- The French energy giant is pushing ahead with its Tilenga drilling project in Uganda and a 1,443-kilometre crude oil pipeline.
- A report from the Africa Institute for Energy Governance (AFIEGO) detailed obvious biodiversity loss and found that drilling vibrations chased elephants from the park.
TotalEnergies is pushing ahead with its Tilenga drilling project in Uganda and a 1,443-kilometre crude oil pipeline to transport its output to the Tanzanian coast despite opposition from environmentalists and rights activists.
The $10-billion project involves drilling over 400 oil wells in western Uganda – mainly in Murchison Falls Nature Park, a biodiversity reserve and the country’s largest national park.
TotalEnergies, which is working with Chinese oil company CNOOC, insists it is “a responsible operator” that acts transparently on social and environmental issues surrounding the project.
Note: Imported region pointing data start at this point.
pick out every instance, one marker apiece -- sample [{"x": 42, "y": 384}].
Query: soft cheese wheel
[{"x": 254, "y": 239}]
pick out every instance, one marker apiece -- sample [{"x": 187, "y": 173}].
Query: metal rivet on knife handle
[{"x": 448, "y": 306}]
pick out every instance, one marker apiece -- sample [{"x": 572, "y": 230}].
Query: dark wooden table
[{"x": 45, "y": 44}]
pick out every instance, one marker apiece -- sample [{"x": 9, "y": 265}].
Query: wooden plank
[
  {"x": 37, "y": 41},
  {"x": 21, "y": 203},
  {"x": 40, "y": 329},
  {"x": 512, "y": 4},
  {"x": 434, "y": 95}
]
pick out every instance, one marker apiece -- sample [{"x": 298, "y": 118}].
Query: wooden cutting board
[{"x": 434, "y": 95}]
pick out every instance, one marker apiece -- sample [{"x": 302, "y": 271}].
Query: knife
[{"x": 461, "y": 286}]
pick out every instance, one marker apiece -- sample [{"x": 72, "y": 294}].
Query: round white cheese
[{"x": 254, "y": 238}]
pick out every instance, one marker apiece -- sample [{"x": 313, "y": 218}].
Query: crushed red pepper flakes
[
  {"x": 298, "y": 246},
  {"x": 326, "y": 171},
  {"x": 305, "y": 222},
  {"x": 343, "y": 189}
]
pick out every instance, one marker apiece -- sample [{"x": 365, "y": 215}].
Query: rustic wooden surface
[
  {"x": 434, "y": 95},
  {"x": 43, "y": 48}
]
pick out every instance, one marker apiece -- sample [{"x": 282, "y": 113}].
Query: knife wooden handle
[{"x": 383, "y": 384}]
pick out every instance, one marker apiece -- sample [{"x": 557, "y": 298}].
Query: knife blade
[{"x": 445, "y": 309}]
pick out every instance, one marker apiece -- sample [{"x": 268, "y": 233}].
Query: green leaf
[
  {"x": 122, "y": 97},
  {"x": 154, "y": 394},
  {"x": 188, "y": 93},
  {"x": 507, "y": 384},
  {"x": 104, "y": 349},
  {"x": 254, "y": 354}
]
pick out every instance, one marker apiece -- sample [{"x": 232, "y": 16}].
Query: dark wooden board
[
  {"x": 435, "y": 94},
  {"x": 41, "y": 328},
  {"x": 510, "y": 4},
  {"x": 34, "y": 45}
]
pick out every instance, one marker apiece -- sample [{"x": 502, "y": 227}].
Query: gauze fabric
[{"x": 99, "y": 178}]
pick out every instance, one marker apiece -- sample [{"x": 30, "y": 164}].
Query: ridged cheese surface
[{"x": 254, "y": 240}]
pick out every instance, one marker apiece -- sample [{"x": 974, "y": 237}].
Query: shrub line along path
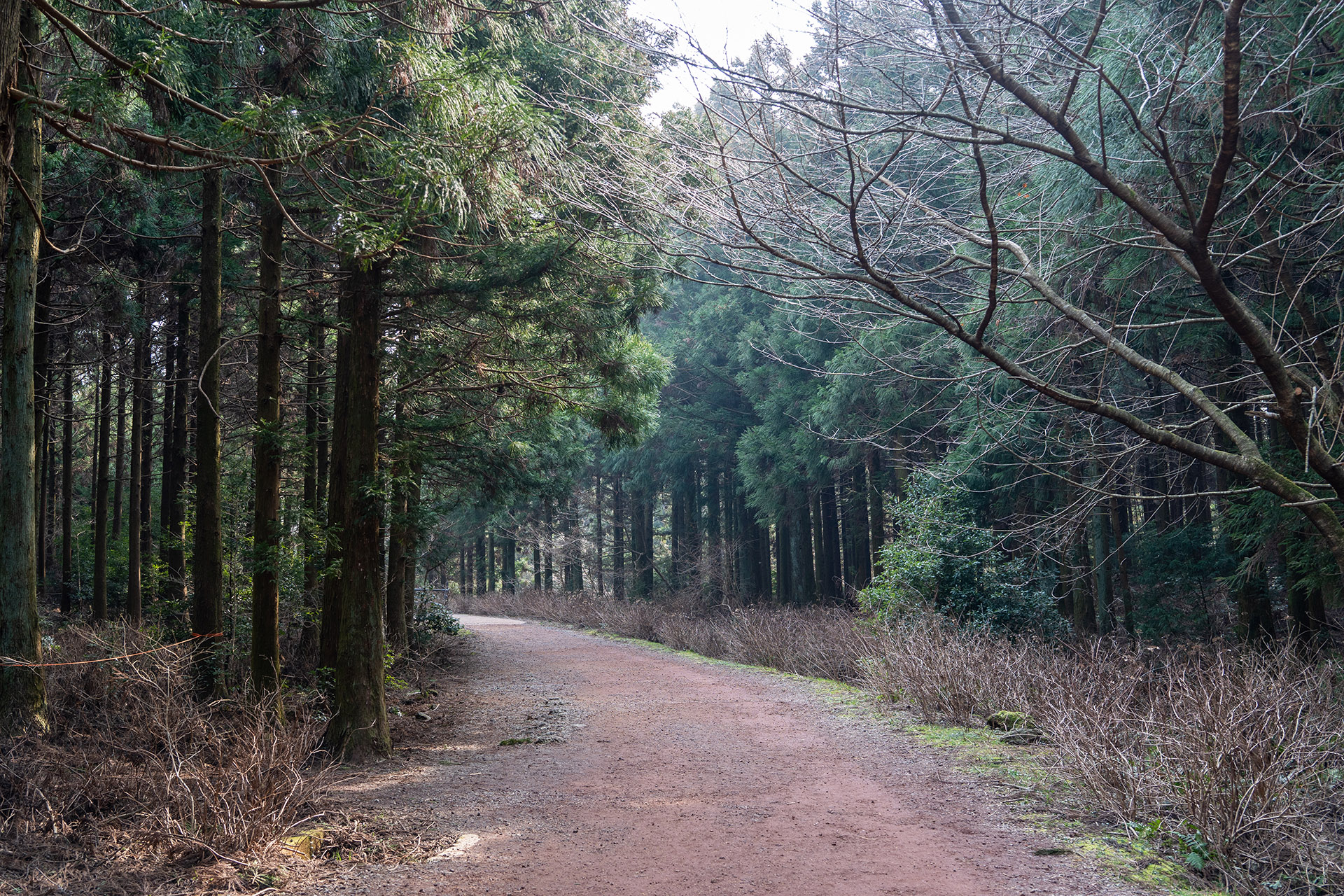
[{"x": 635, "y": 770}]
However, environmentalists say the project is already severely impacting wildlife and the fragile ecosystem in the park, just a year after drilling began and before production gets underway next year.
A report from the Africa Institute for Energy Governance (AFIEGO) detailed obvious biodiversity loss and found drilling vibrations chased elephants from the park.
AFIEGO was among NGOs and individual Ugandans who sued TotalEnergies in Paris last year for reparations over alleged rights abuses linked to the project.
AFIEGO conservationist Diana Nabiruma maintained that over 120,000 people had been displaced by the projects in Uganda and Tanzania. She said she was “hoping for justice” in that case and lamented that many had been “unable to replace all or parts of their land.”
In a statement to AFP, TotalEnergies insisted that its projects in East Africa “certainly don’t involve moving hundreds of thousands of people”.
It insisted that many with land along the pipeline route would “be able to use it after the works”, adding that 775 households “will be rehoused in the vicinity and better conditions”.
TotalEnergies insisted that it had carefully examined the potential environmental impacts before launching the project, aiming to rein in and compensate for any biodiversity loss.
It said its contracting partner had been tasked with observing the project’s impact on elephants in particular and had seen “no significant change in elephant movement patterns.”
It said that “warm” and inward-facing lighting had been mounted on the rig to limit light pollution.
Overall, it insisted that the projects aim to provide “a net gain for biodiversity and communities” and “will open up economic opportunities for the local population”.